(Adds quotes, details)
BEIJING May 11 Chinese President Xi Jinping
discussed nuclear tensions on the Korean peninsula with South
Korea's new liberal President Moon Jae-in on Thursday, state
television said, as Moon set about addressing a raft of problems
posed by the North's defiance.
Xi told Moon that China has always upheld the
denuclearisation of the Korean peninsula and that the nuclear
issue should be resolved through talks, which are in everyone's
interests, according to the state television report.
China was willing to keep working hard with all parties,
including South Korea, for the peace and prosperity of the
Korean peninsula, Xi said.
Despite Chinese anger at North Korea's repeated nuclear and
missile tests, China remains the isolated state's most important
economic and diplomatic backer, even as Beijing has signed up
for tough U.N. sanctions against Pyongyang.
Beijing also has its own issues with Seoul. China has
vigorously opposed the deployment of a U.S. anti-missile system
in South Korea, saying it threatens Chinese security and will do
nothing to resolve tensions with North Korea.
The Chinese state television report made no direct mention
of the anti-missile system, instead citing Xi as saying that
both sides should handle their disputes appropriately.
China also hopes the new South Korean government attaches
importance to China's concerns and takes steps to promote the
stable and healthy development of ties, Xi said.
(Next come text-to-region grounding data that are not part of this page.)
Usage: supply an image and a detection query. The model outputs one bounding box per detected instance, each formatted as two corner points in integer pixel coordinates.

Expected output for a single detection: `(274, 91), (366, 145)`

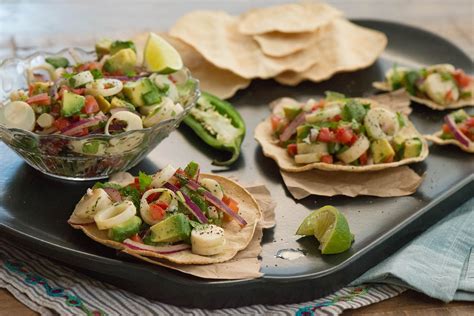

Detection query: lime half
(296, 205), (353, 255)
(143, 32), (183, 73)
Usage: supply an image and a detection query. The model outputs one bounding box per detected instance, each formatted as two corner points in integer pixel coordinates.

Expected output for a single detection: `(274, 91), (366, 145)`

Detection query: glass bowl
(0, 48), (200, 180)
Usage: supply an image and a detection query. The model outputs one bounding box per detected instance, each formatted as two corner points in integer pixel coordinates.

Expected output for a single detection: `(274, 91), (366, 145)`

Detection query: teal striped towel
(352, 197), (474, 302)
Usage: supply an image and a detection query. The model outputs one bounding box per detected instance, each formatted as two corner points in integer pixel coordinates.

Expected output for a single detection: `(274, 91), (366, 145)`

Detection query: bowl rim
(0, 47), (201, 141)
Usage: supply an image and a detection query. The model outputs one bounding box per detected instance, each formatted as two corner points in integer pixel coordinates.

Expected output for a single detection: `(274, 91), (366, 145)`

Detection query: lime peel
(296, 205), (353, 255)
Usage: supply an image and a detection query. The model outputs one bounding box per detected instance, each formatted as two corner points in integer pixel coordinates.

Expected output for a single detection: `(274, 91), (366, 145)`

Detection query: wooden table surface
(0, 0), (473, 315)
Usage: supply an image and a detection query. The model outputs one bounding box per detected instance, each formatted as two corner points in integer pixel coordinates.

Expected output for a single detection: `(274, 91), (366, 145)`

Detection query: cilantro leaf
(138, 171), (153, 191)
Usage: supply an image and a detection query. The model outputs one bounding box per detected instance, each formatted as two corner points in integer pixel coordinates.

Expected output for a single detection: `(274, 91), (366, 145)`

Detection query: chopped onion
(123, 239), (190, 254)
(163, 182), (208, 224)
(337, 134), (370, 163)
(179, 176), (247, 227)
(279, 112), (306, 142)
(445, 115), (471, 147)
Moon said in his first speech as president on Wednesday he
would immediately begin efforts to defuse security fears on the
Korean peninsula and would negotiate with Washington and Beijing
to ease tensions over the deployment of the Terminal High
Altitude Area Defense (THAAD) anti-missile system in the South.
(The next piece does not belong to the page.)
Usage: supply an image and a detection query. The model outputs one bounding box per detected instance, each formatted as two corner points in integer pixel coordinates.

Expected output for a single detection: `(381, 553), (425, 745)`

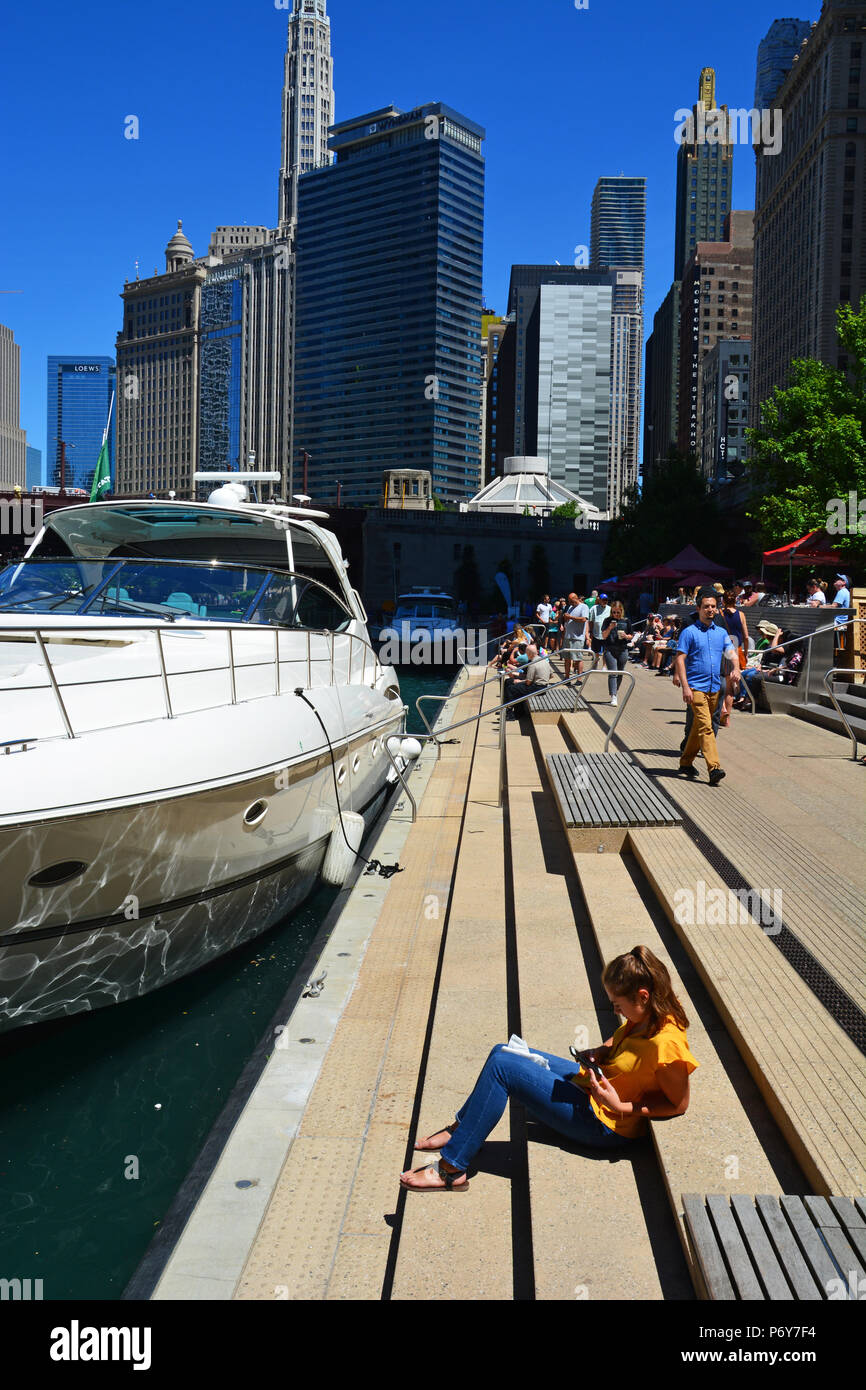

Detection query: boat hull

He also said he was prepared to go to Pyongyang "if the
conditions are right".
North Korea is believed to be preparing for a sixth nuclear
test and is working to develop a nuclear-tipped missile capable
of reaching the United States, presenting U.S. President Donald
Trump with perhaps his most pressing security issue.
Moon's swearing-in on Wednesday brought to an end a
months-long power vacuum after previous president Park Geun-hye
was ousted in a corruption scandal in March.